Research Area(s)
Human impacts in the marine environment. Both pure ecology questions and goal-based conservation issues for a wide range of marine and estuarine habitats.
Research
Our lab, called CEELAB (Coastal and Estuarine Ecology Lab), focuses on a wide variety of problems impacting our coastal waters, especially the Indian River Lagoon system on the east coast of central Florida. Additionally, we focus on sharing this information with children, educators, families and stakeholders throughout the region through hands-on events, children’s storybooks that we have produced, and oyster storytelling yoga.

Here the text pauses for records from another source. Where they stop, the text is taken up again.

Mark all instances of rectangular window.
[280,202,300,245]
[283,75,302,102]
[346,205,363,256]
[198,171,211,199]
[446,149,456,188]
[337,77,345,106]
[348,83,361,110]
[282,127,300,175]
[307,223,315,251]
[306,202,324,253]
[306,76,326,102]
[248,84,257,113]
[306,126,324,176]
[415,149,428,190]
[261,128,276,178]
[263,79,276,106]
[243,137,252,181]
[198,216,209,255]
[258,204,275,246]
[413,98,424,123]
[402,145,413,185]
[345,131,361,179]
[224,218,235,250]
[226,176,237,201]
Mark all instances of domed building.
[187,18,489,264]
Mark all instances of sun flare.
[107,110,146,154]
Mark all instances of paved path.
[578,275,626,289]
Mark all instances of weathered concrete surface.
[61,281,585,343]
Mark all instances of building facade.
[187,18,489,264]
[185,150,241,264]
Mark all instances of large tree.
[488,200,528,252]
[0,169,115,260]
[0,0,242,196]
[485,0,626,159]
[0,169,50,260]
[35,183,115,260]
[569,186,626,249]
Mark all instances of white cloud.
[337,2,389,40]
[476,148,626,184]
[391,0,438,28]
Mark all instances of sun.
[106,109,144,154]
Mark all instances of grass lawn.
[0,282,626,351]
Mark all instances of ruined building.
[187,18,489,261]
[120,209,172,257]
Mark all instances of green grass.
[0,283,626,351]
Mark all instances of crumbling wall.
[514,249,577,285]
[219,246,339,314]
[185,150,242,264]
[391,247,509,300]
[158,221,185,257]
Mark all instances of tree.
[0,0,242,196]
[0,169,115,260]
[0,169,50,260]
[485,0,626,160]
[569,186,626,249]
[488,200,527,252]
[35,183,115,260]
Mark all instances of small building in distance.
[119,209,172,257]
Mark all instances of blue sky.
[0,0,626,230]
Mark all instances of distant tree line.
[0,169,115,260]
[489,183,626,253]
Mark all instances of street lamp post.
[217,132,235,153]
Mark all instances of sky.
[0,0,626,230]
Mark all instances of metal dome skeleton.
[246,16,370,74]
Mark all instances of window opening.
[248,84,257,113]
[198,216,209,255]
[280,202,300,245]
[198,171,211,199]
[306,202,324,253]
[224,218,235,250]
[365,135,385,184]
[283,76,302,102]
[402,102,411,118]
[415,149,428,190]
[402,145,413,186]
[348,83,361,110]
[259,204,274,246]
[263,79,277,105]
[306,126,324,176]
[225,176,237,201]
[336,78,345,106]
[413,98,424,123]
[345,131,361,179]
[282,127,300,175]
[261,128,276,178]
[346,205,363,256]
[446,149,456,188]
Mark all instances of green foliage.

CEELAB current research topics are divided here into three areas. First, research associated with successful oyster reef restoration and resilience of oysters includes: impacts of recreational boat wakes and hurricanes; brown tide and other algal blooms; boring sponge infection; invasive mussels, crabs, and barnacles; genetic diversity of native oysters and marshgrasses used in restoration; microplastics and oysters; infaunal abundances and diversity; mangrove/oyster interactions on intertidal reefs with changing climate; direct human impacts – boat strikes, harvesting; and the impact of community volunteering on human behaviors. Second, to improve living shoreline stabilization and to better understand the ecology of mangrove and saltmarsh-dominated shorelines, we are studying: how to maximize greenhouse growing methods for mangroves and marshgrasses; recruitment and success of juvenile mangroves at a range of wave energies; microplastics in coastal waters and sediments, especially around stormwater outfalls; use of shorelines by infauna and threatened/endangered wading birds; and modelling suitability of shorelines for stabilization. Third, we are interested in threatened and endangered wading birds and understanding: how restoration helps improve estuarine habitats for birds; seasonal and spatial abundances and diversity of birds in Mosquito Lagoon, Florida; bird use of human-produced structures (e.g. poles and pilings) vs natural perches; human impacts on bird behaviors, including nesting; and collaborating with hospitalized children at Nemours Children’s Hospital as citizen-science data collectors.
For our research and restoration efforts, we combine extensive field research with laboratory and GIS data collection. We collaborate with biologists, ecologists, biogeochemists, modelers, engineers, drone experts, social scientists, and resource managers. We use our science to guide our community engagement in collaboration with outreach specialists and preK-12th grade educators.